Thursday, April 17, 2008

For What It's Worth

Something nudged me in the direction of biofuels yesterday, and, while I was catching up on some ethanol reading, I bumped into this sentence:

The basic problem is that the Amazon is worth more deforested than it is intact.

Simple. Powerful. And downright terrifying.

It made me think about northeastern Australia, its little strip of rainforest, and an ongoing discussion I've been having with my grandfather about a land value situation over there...

In the early 1970s in Darwin, Australia, an illegal undercover drug bust brought the knuckleball to Australian baseball, made my uncle Kim a local celebrity, introduced him to the coastal rainforest in North Queensland, and gave him the opportunity to buy some very very cheap and very very beautiful land.

He's lived there, in the jungle, for more than 30 years now. He has an orchard. He cuts a couple pieces of timber every once in a while. He beats back the edges of the forest when they creep too close to his house. But most of the space he owns is untouched.

He thinks his tiny bush community could use another good neighbor or two, and he needs some cash, so he wants to do a little subdividing and sell some land.

Some crucial laws are in flux, however, and he's struggling to make the subdivisions and sales happen.
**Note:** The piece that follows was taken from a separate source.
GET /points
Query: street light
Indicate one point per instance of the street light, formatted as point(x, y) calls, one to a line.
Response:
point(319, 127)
Five years ago, he could have broken off a 25 acre piece and sold it without any trouble. But the Aussie government and civil service has been greening and greening and greening, and there are an increasing number of influential people that think it's important to keep rainforest subdivisions from happening.

To the "greenies," that forest shouldn't belong to my uncle. It's an essential, life-sustaining element of our world that we can't afford to buy, sell, or exploit in any way. It's a resource, but its value as a resource is as a system intact, not as slices for consumption.

To my uncle, however, the land is his savings account, his retirement fund. He doesn't want development. He doesn't want logging. He doesn't want pastures cleared for cattle. He doesn't want to kill cassowaries or bandicoots or waterfall frogs. He wants to preserve the habitat, for the habitat is his habitat too.* But, at the moment, he needs the money.

And, as I mentioned, he's having a tough time making it happen.

Hal, my grandfather, is raging about it. He considers it totally unacceptable that the Aussie government is devaluing people's property without compensating them. And he blames it on the "greenies."

I love the "greenies." I am (or at least aspire to be) a "greenie." I know they're trying to do the right thing. But watching Hal's reaction makes me think they're making a huge tactical mistake.

Taking people's property away is a harsh thing to do. It scares them. It makes them angry at the government. And it makes them anti-green.

And that's really scary.

I don't know much about how these things work, but maybe some kind of partial value compensation would be smart. It would not only be thoughtful and generous, but it would also be strategic. If the goal is to save the rainforest, wouldn't it be smart to sympathize and make friends with the people living there?

Hmmm. Maybe we don't have time for generosity or friendliness or politics or whatever you want to call it. Maybe alienating a few thousand landowners in North Queensland won't have any ill effect on the movement, its reputation, or its credibility.

But think of that little Northeastern Australian rainforest as a small scale Amazon: land that has serious monetary value to its owner only when it's no longer rainforest.

That's a problem. And it's a problem we can try to fix with heavy government hands, risking landowner alienation and turning emotionally involved bystanders like my grandfather anti-green. Or it's a problem we can try to fix with valuation and compensation. We can decide what that rainforest is worth long term, and we can listen to Homero Pereira, head of the farm bureau in the soybean heavy Brazilian state of Mato Grosso:

If you don't want us to tear down the forest, you better pay us to leave it up!

Feels a little apocalyptic, but it might be the pragmatic thing to do. I should probably read The Ecology of Commerce again before commenting further...

*Note: I mean this in a more serious way than people that don't know Kim can probably imagine. As he wanders farther and farther from the depths of the jungle, he operates less and less gracefully. We joke that he's gone feral.